The reason why I have this warning is quite unclear to me, and I am not sure how to fix it.

Any help would be appreciated (I can update the question if something is not clear).

CodePudding user response：

You get this warning because you have a volatile object, and you create a non-volatile pointer to it.

This is bad as the compiler could access the volatile object without knowing that it is volatile. E.g. it could transform two reads into a single, it could change the order etc.

One way to fix it is to define active_buffer_p to uint8_t volatile * active_buffer_p.

CodePudding user response：

When you declare a struct variable as volatile, each member object gets volatile qualified, as if you had written the struct like this:

typedef struct
{
    uint8_t* volatile active_buffer_p; 
    volatile uint8_t current_writing_index;
    volatile uint8_t buffer_1[10];
    volatile uint8_t buffer_2[10];
} double_buffer_t;

That is, in case of a pointer member, the pointer itself turns volatile. type* volatile = the pointer's address may change at any moment. And not what it is supposed to point at. volatile type* = the pointed-at data might change at any moment.

And therefore when you assign, buffer_1 "array decays" into volatile uint8_t* and then you try to assign that to a pointer qualified as uint8_t* volatile. The pointer types aren't compatible since they have different qualifiers.

The solution is to declare the pointer member volatile uint8_t* active_buffer_p;. Then if the struct variable is declared volatile, this becomes volatile uint8_t* volatile (the pointer and what it points at may change at any moment). And we can always assign a "non qualified" pointer to one with more qualifiers, but not the other way around.

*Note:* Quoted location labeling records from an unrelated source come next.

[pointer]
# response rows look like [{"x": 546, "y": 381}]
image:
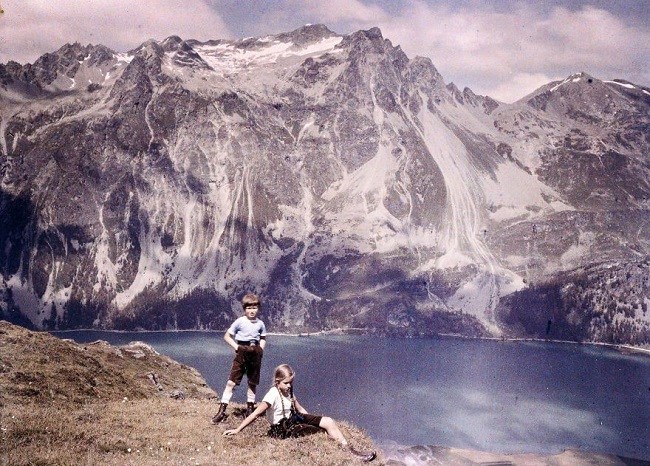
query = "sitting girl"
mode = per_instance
[{"x": 280, "y": 398}]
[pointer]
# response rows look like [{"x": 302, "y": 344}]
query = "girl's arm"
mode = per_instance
[
  {"x": 299, "y": 407},
  {"x": 263, "y": 406}
]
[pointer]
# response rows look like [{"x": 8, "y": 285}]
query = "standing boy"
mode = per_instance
[{"x": 247, "y": 336}]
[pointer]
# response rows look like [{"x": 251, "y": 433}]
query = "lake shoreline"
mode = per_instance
[{"x": 622, "y": 348}]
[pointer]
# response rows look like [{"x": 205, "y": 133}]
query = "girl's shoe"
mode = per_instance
[
  {"x": 221, "y": 414},
  {"x": 365, "y": 456}
]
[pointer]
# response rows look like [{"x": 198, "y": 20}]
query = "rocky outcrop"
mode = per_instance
[{"x": 340, "y": 179}]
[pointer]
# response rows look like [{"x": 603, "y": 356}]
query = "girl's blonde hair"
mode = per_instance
[{"x": 283, "y": 371}]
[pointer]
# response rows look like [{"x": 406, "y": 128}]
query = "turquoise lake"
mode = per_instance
[{"x": 500, "y": 396}]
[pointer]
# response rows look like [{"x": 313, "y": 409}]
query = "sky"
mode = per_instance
[{"x": 501, "y": 48}]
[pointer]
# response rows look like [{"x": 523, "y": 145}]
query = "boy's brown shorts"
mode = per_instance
[{"x": 248, "y": 361}]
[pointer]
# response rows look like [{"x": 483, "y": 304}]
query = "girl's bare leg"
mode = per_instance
[{"x": 333, "y": 430}]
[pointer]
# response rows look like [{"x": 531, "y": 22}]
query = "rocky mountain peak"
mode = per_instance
[
  {"x": 307, "y": 34},
  {"x": 337, "y": 174}
]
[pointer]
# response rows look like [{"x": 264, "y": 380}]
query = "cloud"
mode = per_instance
[
  {"x": 502, "y": 52},
  {"x": 505, "y": 54},
  {"x": 30, "y": 28}
]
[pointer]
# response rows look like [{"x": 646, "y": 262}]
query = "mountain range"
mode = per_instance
[{"x": 343, "y": 181}]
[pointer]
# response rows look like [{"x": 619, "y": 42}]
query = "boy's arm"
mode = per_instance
[
  {"x": 299, "y": 407},
  {"x": 230, "y": 340},
  {"x": 263, "y": 406}
]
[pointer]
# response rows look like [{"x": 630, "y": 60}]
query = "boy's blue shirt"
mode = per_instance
[{"x": 244, "y": 329}]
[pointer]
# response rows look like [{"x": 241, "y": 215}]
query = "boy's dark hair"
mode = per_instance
[{"x": 250, "y": 298}]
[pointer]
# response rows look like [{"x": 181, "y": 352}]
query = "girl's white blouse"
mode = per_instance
[{"x": 273, "y": 397}]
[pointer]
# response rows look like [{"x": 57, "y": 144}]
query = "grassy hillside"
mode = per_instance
[{"x": 67, "y": 404}]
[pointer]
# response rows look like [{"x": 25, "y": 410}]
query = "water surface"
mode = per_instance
[{"x": 499, "y": 396}]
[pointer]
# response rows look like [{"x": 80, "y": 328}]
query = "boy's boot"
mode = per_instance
[
  {"x": 365, "y": 456},
  {"x": 221, "y": 414},
  {"x": 250, "y": 407}
]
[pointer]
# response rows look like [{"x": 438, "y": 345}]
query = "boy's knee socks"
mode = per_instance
[
  {"x": 250, "y": 395},
  {"x": 227, "y": 394}
]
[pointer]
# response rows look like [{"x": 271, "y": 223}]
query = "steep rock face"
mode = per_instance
[{"x": 343, "y": 181}]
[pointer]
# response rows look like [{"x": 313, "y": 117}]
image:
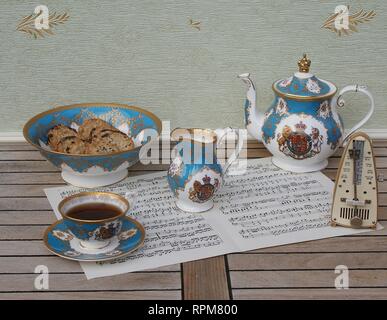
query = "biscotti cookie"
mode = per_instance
[
  {"x": 57, "y": 133},
  {"x": 72, "y": 145}
]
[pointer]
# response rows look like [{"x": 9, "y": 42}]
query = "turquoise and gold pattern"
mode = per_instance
[
  {"x": 62, "y": 242},
  {"x": 136, "y": 119},
  {"x": 317, "y": 110}
]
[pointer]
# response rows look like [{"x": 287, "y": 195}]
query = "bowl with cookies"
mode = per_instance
[{"x": 93, "y": 144}]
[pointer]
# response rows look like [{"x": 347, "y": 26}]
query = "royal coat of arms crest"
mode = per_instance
[{"x": 298, "y": 144}]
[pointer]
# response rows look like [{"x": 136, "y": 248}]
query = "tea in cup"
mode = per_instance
[{"x": 94, "y": 217}]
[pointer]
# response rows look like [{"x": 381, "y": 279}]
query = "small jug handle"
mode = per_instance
[
  {"x": 340, "y": 103},
  {"x": 222, "y": 134}
]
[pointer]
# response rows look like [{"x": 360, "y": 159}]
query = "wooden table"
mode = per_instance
[{"x": 304, "y": 270}]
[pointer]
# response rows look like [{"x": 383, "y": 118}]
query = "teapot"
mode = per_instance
[
  {"x": 302, "y": 127},
  {"x": 195, "y": 174}
]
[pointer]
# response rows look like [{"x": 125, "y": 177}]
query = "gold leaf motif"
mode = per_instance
[
  {"x": 354, "y": 20},
  {"x": 194, "y": 24},
  {"x": 27, "y": 24}
]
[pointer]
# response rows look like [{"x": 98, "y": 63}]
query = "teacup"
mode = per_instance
[{"x": 94, "y": 217}]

const works exactly the same way.

As a side note, that init macro is just ugly and fills no purpose but obfuscation. Consider dropping it in favour of readable code:

static volatile double_buffer_t m_double_buffers[NB_DOUBLE_BUFFERS] =
{
  [0] = { .active_buffer_p = m_double_buffers[0].buffer_1, 
          .current_writing_index = 0 },
  [1] = { .active_buffer_p = m_double_buffers[1].buffer_1, 
          .current_writing_index = 0 },
  [2] = { .active_buffer_p = m_double_buffers[2].buffer_1, 
          .current_writing_index = 0 },
};

Or 100% equivalent:

static volatile double_buffer_t m_double_buffers[NB_DOUBLE_BUFFERS] =
{
  [0] = { .active_buffer_p = m_double_buffers[0].buffer_1, },
  [1] = { .active_buffer_p = m_double_buffers[1].buffer_1, },
  [2] = { .active_buffer_p = m_double_buffers[2].buffer_1, },
};